BACKGROUND This enormous integrated resort took only five years to build, and represents the culmination of owner Sheldon Adelson’s dream of creating a “Las Vegas in Asia”. The final piece in the hotel puzzle is the largest, with around 3,000 rooms and suites (some reports state 2,900 guestrooms), as well as three floors of high-end retail outlets, masses of event space, a 1,200-seat theatre and a host of other leisure and dining facilities… not forgetting the requisite casino, though this ostensibly takes a back seat to the retail and entertainment offerings.
It opened on September 13 amid great fanfare, with operatic performances inside the lobby, a speech by Sheldon Adelson, followed by ballet and musical numbers outside under the Eiffel Tower, with an accompanying firework display.
WHERE IS IT? On the Cotai Strip between The Plaza Macao (featuring Four Seasons Hotel Macao) and The Venetian to the north, and Studio City to the south. Across the road is the Sands Cotai Central complex, which includes St Regis, Conrad, Sheraton Grand and Holiday Inn.
WHAT’S IT LIKE? Fronted by a massive half-scale replica of the Eiffel Tower, and sporting a classical Parisian façade, this is yet another phenomenal piece of architectural bling on the strip of reclaimed land between Taipa and Coloane islands that already boasts more than its fair share of such edifices.

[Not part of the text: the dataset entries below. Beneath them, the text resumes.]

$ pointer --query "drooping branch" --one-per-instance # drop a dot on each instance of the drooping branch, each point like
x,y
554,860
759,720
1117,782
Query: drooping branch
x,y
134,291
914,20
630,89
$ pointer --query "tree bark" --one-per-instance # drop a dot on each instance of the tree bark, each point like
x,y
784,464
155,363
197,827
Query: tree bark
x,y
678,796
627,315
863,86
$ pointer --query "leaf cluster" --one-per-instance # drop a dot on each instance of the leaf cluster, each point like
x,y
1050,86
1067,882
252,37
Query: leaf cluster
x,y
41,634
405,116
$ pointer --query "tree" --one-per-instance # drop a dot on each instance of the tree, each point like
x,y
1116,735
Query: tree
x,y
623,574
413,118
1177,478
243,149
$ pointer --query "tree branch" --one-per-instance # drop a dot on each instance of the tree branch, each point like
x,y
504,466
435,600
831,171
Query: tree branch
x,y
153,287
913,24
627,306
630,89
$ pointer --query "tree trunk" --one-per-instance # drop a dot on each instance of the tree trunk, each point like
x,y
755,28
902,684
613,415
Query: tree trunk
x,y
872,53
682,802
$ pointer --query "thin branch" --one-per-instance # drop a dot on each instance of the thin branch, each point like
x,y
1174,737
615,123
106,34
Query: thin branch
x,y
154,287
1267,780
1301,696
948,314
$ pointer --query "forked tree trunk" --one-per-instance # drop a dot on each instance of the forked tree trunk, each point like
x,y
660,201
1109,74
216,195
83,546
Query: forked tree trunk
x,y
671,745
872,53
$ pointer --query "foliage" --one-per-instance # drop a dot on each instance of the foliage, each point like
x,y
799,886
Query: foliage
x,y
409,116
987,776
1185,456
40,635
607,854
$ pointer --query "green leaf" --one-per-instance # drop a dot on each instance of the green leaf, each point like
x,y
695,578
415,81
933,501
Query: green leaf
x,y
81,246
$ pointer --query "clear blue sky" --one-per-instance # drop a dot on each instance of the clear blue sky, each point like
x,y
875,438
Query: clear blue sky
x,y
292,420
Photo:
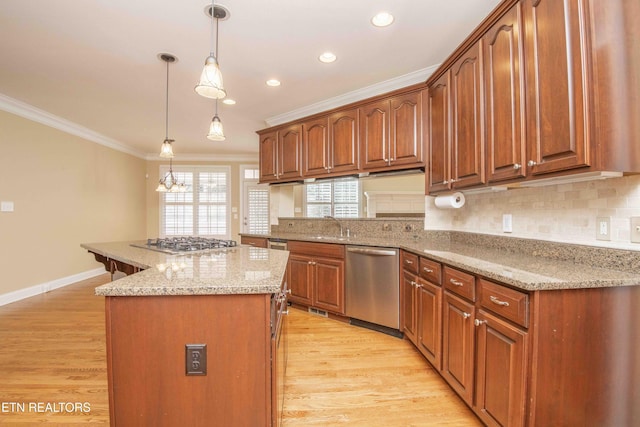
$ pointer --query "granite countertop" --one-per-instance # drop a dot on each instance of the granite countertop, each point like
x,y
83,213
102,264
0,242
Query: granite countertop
x,y
522,263
237,270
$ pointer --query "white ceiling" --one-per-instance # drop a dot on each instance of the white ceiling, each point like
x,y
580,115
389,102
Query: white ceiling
x,y
91,65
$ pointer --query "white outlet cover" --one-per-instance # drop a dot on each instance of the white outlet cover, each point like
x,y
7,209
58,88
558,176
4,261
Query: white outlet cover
x,y
6,206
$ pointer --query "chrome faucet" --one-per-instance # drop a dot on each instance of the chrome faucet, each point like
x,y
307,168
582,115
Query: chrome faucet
x,y
339,223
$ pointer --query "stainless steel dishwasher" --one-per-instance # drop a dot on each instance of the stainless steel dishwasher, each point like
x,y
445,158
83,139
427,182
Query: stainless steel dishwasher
x,y
372,287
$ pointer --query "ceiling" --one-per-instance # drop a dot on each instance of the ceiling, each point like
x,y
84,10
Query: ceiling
x,y
92,68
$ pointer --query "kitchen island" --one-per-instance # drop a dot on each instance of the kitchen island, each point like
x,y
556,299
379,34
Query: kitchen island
x,y
193,339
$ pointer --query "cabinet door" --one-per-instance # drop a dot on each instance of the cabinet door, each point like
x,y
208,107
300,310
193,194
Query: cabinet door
x,y
504,94
328,291
500,381
315,147
343,141
290,152
269,157
438,134
467,136
406,129
429,315
557,81
408,305
458,345
374,134
300,278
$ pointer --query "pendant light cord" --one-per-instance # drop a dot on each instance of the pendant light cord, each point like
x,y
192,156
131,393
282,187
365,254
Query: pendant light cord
x,y
166,118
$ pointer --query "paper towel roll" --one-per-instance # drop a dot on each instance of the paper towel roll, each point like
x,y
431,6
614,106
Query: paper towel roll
x,y
453,201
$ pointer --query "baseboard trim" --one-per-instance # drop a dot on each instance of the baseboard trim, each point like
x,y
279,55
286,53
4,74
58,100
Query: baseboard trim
x,y
31,291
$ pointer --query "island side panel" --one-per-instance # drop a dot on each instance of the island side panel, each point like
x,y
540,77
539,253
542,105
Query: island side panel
x,y
586,358
146,338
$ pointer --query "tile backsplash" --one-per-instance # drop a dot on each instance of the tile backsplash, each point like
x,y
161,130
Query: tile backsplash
x,y
561,213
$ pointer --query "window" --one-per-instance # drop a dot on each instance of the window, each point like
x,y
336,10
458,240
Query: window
x,y
339,198
201,211
255,207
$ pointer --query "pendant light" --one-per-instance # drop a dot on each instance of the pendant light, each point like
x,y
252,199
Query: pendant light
x,y
216,133
168,183
211,85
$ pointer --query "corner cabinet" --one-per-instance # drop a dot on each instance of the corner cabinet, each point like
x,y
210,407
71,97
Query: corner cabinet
x,y
391,132
316,275
281,154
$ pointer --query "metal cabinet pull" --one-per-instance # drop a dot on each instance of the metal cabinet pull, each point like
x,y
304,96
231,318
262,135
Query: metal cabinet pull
x,y
498,302
455,282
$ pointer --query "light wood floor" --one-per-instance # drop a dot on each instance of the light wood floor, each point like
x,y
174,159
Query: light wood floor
x,y
52,349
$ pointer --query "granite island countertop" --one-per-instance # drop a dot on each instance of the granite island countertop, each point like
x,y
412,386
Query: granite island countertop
x,y
526,264
236,270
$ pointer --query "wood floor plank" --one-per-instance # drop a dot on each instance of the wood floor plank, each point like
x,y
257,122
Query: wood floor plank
x,y
340,374
52,350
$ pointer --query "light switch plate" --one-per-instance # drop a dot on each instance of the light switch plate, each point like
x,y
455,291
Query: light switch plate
x,y
6,206
635,229
603,228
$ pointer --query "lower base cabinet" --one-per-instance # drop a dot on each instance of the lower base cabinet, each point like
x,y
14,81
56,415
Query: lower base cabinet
x,y
564,357
501,358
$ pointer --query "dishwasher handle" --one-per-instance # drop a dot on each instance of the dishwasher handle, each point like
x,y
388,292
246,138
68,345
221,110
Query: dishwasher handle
x,y
367,251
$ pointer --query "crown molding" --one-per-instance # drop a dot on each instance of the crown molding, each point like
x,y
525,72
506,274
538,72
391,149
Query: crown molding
x,y
32,113
418,76
239,158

The entrance lobby continues the theme, with a circle of huge classical columns surrounding a fountain populated by gilded statues, Versailles style – an impressive welcome designed to wow, which it does.
The front desk area to the right is decorated in deep-red and gold hues and the concierge area on the right is similarly gilded in royal blue – to my mind these were gaudy, but I am sure the mainland Chinese who will make up the vast majority of guests will appreciate them as part of the overtly ostentatious design ethic which is typical of such resorts in the former Portuguese enclave. The shopping “boulevards” that surround the casino area are decorated in ornate French style and boast names like “Champs Elysées” or “Rue du Faubourg Saint-Honoré”.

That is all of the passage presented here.